Daqui a uns quantos anos - tal qual sucede hoje com o aborto! - consideraremos aberrante uma legislação penalizadora, que obriga o interessado a sofrer o longo calvário imposto por gente hipócrita, acolitada em partidos de direita e ordens profissionais por elas tomadas de assalto.

A ver o tempo a correr em meu desfavor ainda espero imitar a mãe do antigo primeiro-ministro Lionel Jospin que, um dia, decidiu ter tido vida muito rica e estar cansada o suficiente para dela se despedir. Sem ter de justificar a decisão com outra coisa, que não fosse a vontade em escolher o momento dessa morte. O que cumpriu - por coincidência na mesma altura em que o Bando apresentava a peça em causa em Palmela! - com a ajuda da filha, a socióloga Nöelle Chatellet que, ao contrário do irmão, apoiou a mãe sem qualquer tibieza e a acompanhou nos seus últimos instantes de vida.

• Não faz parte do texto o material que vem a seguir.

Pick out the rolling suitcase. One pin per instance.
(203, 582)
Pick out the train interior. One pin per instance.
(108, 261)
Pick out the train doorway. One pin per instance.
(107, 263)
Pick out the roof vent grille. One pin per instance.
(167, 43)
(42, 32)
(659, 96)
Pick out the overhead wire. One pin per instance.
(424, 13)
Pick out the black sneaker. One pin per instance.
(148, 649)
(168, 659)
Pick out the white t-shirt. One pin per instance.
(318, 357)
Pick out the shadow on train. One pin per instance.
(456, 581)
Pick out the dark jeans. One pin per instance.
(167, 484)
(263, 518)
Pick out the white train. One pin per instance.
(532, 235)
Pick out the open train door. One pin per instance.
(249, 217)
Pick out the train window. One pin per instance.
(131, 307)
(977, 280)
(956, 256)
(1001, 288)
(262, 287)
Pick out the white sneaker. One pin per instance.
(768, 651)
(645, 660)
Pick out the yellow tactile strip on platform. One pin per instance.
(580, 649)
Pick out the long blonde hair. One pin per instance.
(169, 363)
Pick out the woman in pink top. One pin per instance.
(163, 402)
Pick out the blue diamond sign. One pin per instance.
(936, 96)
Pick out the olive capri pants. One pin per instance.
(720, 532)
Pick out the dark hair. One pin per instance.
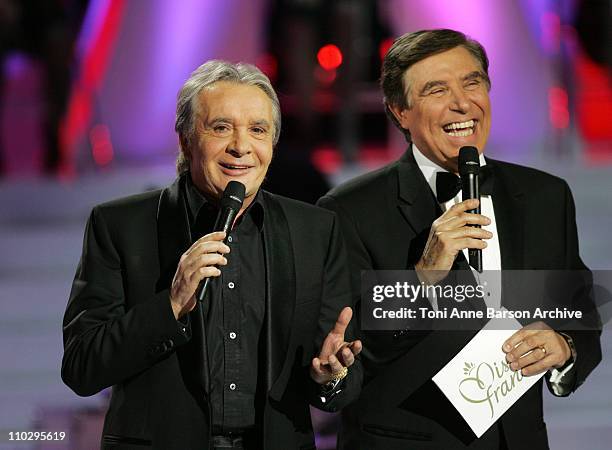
(206, 75)
(411, 48)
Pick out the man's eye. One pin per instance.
(221, 128)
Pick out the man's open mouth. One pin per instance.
(460, 129)
(230, 166)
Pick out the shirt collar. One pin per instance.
(430, 168)
(196, 201)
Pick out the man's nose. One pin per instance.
(459, 101)
(239, 144)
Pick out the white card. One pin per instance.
(479, 382)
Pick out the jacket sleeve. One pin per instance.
(587, 339)
(336, 296)
(105, 341)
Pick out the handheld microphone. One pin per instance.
(233, 196)
(469, 167)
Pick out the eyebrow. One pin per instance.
(258, 122)
(477, 74)
(261, 123)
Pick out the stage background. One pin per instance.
(87, 98)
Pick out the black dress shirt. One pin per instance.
(234, 311)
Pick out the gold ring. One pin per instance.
(340, 375)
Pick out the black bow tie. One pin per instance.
(448, 184)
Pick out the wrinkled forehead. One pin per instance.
(234, 100)
(454, 64)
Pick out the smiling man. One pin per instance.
(436, 91)
(240, 369)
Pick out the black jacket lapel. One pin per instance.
(280, 293)
(174, 238)
(416, 201)
(508, 204)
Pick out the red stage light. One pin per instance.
(329, 57)
(558, 107)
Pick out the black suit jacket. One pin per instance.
(119, 329)
(386, 216)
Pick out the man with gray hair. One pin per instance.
(239, 369)
(436, 91)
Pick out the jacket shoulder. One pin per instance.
(529, 178)
(134, 204)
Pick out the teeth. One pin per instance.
(459, 125)
(461, 133)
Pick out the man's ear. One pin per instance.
(184, 143)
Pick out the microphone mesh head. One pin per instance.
(469, 160)
(233, 196)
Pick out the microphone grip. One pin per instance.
(224, 223)
(470, 189)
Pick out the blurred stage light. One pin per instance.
(558, 107)
(101, 145)
(329, 57)
(268, 64)
(324, 77)
(384, 47)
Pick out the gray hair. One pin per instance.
(411, 48)
(206, 75)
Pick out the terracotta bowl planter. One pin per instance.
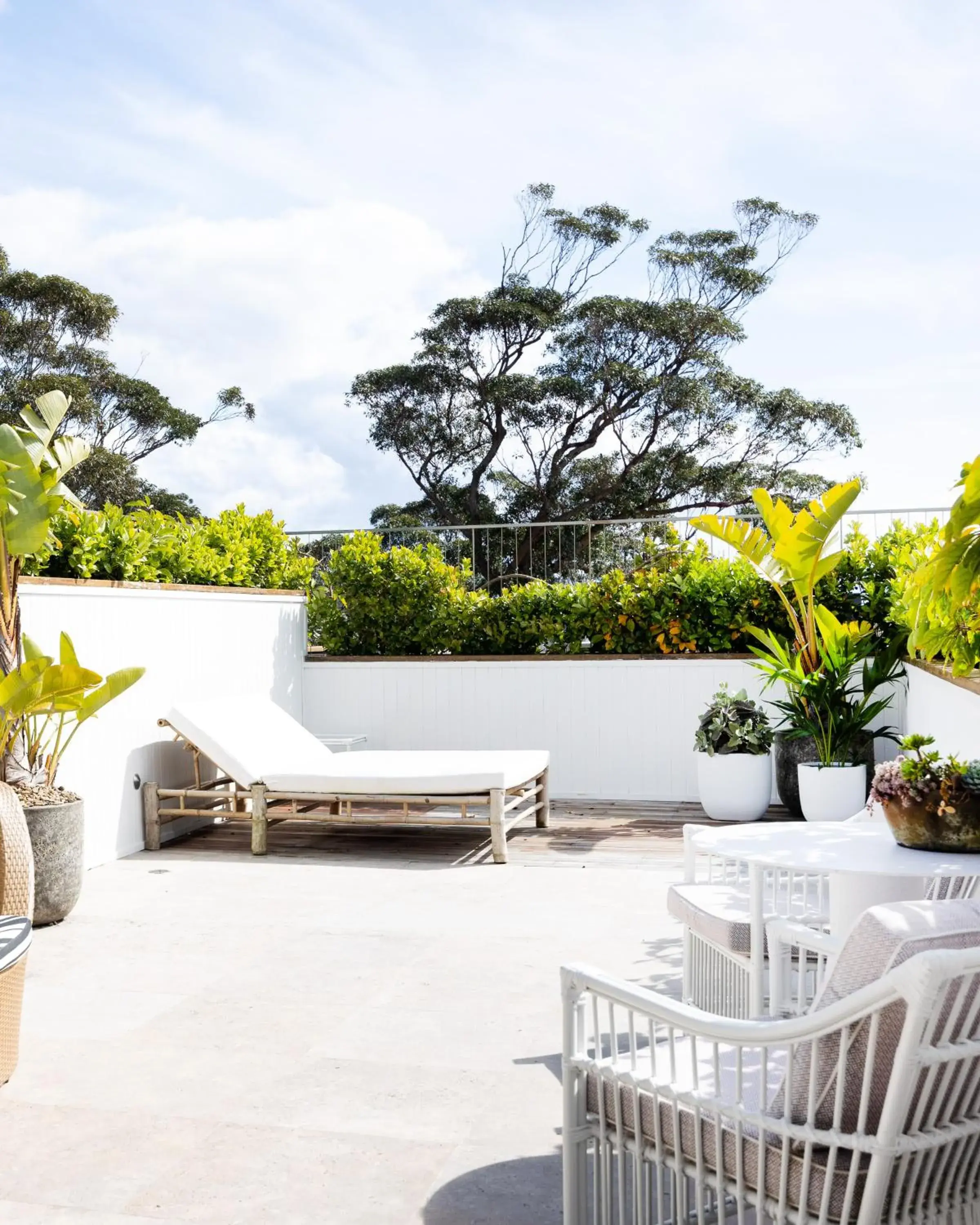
(923, 827)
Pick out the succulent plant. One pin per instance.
(972, 776)
(920, 772)
(733, 724)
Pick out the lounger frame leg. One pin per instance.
(498, 835)
(151, 816)
(260, 820)
(543, 816)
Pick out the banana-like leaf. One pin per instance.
(802, 543)
(69, 452)
(116, 684)
(748, 539)
(51, 413)
(776, 515)
(31, 650)
(67, 653)
(68, 679)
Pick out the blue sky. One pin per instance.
(277, 193)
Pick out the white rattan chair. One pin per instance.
(865, 1110)
(799, 957)
(723, 907)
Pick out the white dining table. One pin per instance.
(864, 863)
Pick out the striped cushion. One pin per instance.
(717, 913)
(15, 940)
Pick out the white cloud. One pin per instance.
(277, 194)
(290, 308)
(264, 470)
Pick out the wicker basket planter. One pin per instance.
(923, 827)
(58, 841)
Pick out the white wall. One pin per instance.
(938, 707)
(615, 728)
(192, 644)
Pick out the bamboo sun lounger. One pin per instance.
(271, 770)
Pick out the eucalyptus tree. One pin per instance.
(52, 332)
(546, 400)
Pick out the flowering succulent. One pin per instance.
(972, 776)
(733, 724)
(920, 775)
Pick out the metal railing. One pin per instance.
(575, 550)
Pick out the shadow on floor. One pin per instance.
(668, 951)
(526, 1191)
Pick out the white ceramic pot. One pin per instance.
(735, 787)
(832, 793)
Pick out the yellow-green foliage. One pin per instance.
(411, 602)
(941, 626)
(232, 550)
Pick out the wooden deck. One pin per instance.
(584, 833)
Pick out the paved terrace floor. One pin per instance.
(362, 1028)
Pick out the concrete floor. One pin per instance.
(220, 1039)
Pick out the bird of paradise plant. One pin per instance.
(788, 552)
(819, 669)
(43, 704)
(33, 465)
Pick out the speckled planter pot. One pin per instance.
(788, 755)
(58, 841)
(923, 827)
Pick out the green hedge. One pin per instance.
(232, 550)
(410, 602)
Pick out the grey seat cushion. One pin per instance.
(884, 938)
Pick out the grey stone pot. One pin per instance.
(788, 755)
(58, 841)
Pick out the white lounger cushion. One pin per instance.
(253, 740)
(418, 772)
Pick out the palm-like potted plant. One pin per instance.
(833, 708)
(734, 765)
(827, 715)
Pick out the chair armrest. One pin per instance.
(792, 934)
(580, 980)
(15, 941)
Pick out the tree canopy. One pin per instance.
(544, 400)
(52, 331)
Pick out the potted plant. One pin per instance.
(33, 463)
(42, 706)
(930, 803)
(832, 710)
(734, 765)
(827, 716)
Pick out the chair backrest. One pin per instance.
(849, 1092)
(16, 858)
(250, 738)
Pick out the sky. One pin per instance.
(276, 193)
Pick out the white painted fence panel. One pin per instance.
(951, 713)
(615, 728)
(192, 644)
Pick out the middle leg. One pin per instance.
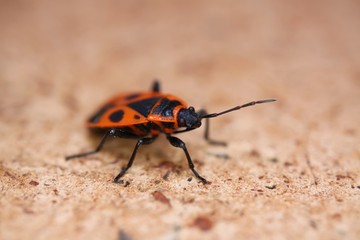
(176, 142)
(141, 141)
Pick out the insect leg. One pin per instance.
(203, 112)
(176, 142)
(111, 132)
(141, 141)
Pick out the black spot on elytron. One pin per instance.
(168, 125)
(96, 117)
(132, 96)
(153, 126)
(163, 104)
(144, 106)
(116, 116)
(142, 128)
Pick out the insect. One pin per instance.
(143, 116)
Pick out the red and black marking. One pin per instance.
(143, 116)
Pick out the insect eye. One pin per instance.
(182, 122)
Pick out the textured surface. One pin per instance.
(290, 170)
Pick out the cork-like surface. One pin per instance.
(290, 169)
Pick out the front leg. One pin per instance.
(176, 142)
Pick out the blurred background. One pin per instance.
(59, 60)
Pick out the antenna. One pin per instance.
(212, 115)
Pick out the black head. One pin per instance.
(187, 117)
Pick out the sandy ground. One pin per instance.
(290, 170)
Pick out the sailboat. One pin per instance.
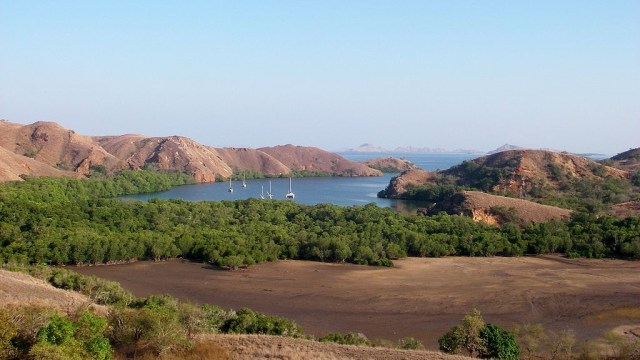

Também eu quero ter o direito de dizer basta e receber o apoio necessário para que o passamento ocorra sem outra dor, que não seja o de, tal qual a avó Josefa de José Saramago, reconhecer a vida como algo tão bonito de que dá tanta pena prescindir. Mas da qual me despedirei sem outro estado de alma, que não seja a de - na companhia de quem sempre tenho amado! - ter valido a pena.